Two-thirds of likely California voters say global warming is a threat to the state's economic future and quality of life, and a wide majority -- 62 percent -- continues to favor the state's greenhouse gas reduction law, Assembly Bill 32, according to a new Public Policy Institute of California poll.
The electorate's attitude about the environment colors its view of President Barack Obama and Republican Mitt Romney, according to the poll. Nearly three-quarters of likely voters say the presidential candidates' positions on climate change and energy policy are very important or somewhat important to how they will vote.

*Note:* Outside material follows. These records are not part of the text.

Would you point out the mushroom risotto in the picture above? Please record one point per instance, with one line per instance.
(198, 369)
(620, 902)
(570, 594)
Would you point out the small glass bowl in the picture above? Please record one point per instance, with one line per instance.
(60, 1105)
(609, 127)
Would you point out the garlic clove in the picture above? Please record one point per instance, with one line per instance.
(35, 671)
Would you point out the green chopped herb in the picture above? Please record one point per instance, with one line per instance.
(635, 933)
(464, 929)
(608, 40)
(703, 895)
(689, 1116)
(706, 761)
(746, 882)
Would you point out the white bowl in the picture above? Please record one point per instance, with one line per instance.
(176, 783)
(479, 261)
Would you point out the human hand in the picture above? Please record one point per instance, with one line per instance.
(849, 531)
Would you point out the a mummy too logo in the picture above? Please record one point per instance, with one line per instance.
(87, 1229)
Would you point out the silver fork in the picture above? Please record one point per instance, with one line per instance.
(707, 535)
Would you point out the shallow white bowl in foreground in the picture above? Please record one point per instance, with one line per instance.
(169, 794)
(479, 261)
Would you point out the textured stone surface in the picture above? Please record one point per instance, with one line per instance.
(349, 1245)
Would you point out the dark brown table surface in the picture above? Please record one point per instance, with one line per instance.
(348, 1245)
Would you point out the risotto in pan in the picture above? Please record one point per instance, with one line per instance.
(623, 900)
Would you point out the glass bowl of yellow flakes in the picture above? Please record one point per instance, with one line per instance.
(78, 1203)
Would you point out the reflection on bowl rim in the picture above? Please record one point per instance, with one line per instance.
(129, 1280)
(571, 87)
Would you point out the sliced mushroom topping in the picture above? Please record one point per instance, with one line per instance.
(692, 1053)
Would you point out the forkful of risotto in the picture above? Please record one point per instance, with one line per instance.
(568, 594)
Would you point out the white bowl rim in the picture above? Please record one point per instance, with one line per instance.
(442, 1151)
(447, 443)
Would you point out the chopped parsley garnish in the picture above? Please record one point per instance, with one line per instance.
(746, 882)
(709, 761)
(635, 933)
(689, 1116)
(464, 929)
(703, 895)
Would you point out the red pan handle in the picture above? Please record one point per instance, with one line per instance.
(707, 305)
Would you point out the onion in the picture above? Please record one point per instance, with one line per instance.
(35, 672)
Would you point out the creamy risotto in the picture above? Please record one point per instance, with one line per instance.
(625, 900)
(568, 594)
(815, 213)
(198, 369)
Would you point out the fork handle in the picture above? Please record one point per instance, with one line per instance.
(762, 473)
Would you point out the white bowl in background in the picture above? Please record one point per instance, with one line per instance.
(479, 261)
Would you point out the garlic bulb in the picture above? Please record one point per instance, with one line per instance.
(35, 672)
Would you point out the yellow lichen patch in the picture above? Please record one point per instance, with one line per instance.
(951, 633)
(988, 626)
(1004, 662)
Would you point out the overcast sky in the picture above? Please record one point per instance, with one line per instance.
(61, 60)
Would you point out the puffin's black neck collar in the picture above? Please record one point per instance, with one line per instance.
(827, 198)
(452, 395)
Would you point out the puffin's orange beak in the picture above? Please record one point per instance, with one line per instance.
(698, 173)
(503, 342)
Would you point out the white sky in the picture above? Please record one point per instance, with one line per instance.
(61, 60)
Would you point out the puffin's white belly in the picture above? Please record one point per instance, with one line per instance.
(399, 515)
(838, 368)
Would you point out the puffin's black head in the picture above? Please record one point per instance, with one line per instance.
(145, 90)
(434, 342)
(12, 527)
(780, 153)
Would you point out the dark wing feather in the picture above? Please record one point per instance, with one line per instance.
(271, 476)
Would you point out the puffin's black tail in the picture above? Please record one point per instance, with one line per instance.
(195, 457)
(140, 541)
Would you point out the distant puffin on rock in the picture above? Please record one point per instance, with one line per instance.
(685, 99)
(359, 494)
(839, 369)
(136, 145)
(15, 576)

Not surprisingly in heavily Democratic California, a majority of likely voters -- 54 percent -- trusts Obama more than Romney to handle these issues, while 33 percent of likely voters trust Romney more.
Likely voters favor Obama over Romney in their presidential matchup by 11 percentage points, 51 percent to 40 percent.
Fifty percent of likely voters approve of the way Obama is handling his job as president, according to the poll. Likely voters are evenly split on his handling of environmental issues.
Gov. Jerry Brown's public approval rating is slightly up from May. Forty-six percent of likely voters approves of the job he is doing, up from 42 percent. Likely voters approve of the Democratic governor's handling of environmental issues, 41 percent to 36 percent, according to the poll.